Managers are concerned with staffing levels to cover new channels of customer interaction, they are concerned with risks associated with those channels, and here’s the clincher webkids – this is rightly so. Their job is not to leap and embrace every change that comes along (although there are times when they do just that). Even when they do, their job often becomes one of convicing their managers of the worthyness of the project and so on.
Even with the swiftest possible path in these matters, in public libraries at least, all of these changes must be made in a publicly accountable way – that is to say with due diligence as to the whys and wherefores, the how tos and the thou-shalt-nots.
So there is a certain type of collision that occurs at these times. They aren’t of people disagreeing, or people ‘not getting it’ – although that’s a not unfamiliar phrase used by our people about these processes – it’s simply a matter of differing approaches and priorities from the various stakeholders.
And that concept of ourselves as stakeholders is where the potential for change can come in. If we try once and see apparent inaction as failure and give up, we’ve opted out. I’ve known many people in my time in libraries who say “the management just don’t get that… (insert your grievance here)” but don’t take the time to make sure that “the management” (who are, surprise surprise, just people after all) have the opportunity to get it, whatever it is.
So here’s what I did, and here’s where I feel a bond of ownership of this week’s accomplishment: I allowed myself to realise that by allowing us to present on web 2 matters to them, my management had signalled their interest to learn more and move down that path, and legitimated our (and thus my) interest in helping that process along.
I volunteered for web content creation jobs and snuck in web 2 tools, then highlighted them to my colleagues – a set of embedded Picasa slideshows, RSS feeds thrown into grazr widgets to allow live browsing of mixed newsfeeds on current events pages.
I offered tips and advice to any manager foolish enough to stay still for long enough, and supported organisational learning when I could.*
No way did I do all the work, and no way did I even do the hard work. I had a heck of a lot of fun, sometimes worried that I was being and annoying geek but you know what? That frustration over ‘they don’t get it’ just didn’t come into the matter.
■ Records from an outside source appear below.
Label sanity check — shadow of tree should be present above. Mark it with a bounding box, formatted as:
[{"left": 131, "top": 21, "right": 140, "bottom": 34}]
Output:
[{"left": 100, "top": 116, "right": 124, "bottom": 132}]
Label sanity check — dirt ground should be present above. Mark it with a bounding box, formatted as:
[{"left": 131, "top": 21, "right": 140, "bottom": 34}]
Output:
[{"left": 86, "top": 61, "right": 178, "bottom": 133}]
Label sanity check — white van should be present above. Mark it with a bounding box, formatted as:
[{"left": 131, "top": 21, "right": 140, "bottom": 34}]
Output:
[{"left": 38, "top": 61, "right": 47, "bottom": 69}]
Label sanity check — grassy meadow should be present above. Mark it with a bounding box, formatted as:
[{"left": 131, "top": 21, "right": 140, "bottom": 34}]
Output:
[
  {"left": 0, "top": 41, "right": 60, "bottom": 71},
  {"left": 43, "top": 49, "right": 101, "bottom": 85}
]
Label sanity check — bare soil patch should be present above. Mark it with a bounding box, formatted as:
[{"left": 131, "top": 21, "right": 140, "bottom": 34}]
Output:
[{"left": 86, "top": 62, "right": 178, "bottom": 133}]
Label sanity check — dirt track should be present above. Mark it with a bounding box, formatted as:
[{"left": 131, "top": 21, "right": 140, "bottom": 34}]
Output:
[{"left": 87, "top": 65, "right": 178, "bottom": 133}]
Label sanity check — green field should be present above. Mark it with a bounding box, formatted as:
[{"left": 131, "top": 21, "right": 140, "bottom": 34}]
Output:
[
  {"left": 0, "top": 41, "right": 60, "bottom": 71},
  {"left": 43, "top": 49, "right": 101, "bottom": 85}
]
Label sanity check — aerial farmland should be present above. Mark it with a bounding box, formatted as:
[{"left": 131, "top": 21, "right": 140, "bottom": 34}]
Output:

You’re damn right I’m proud. My definition of a good working life is to have fun, and be effective at the same time.
So yeah, good work team, good work me.
And you? If you’re working in an organisation where they don’t get it? Well, now’s your time. Patience, persistence, positivity, craftiness, sneakiness, cheekiness… whatever you’ve got to throw into the mix, so long as you’re having fun you’ll get there. Just remember you have to get there with the people around you, not in spite of them.
* The funniest moment of this process was when I was giving our city Library Services Manager Geoff Chamberlain an overview of netvibes to link the potential of RSS to a prominent method of accessing it and demonstrated the live video search widget. Confidently, I put in “cute cats” limiting results to youtube, figuring that this was a pretty safe bet… well the cat was cute alright, and at least she was wearing lingerie as she prowled about her bed… oooooops!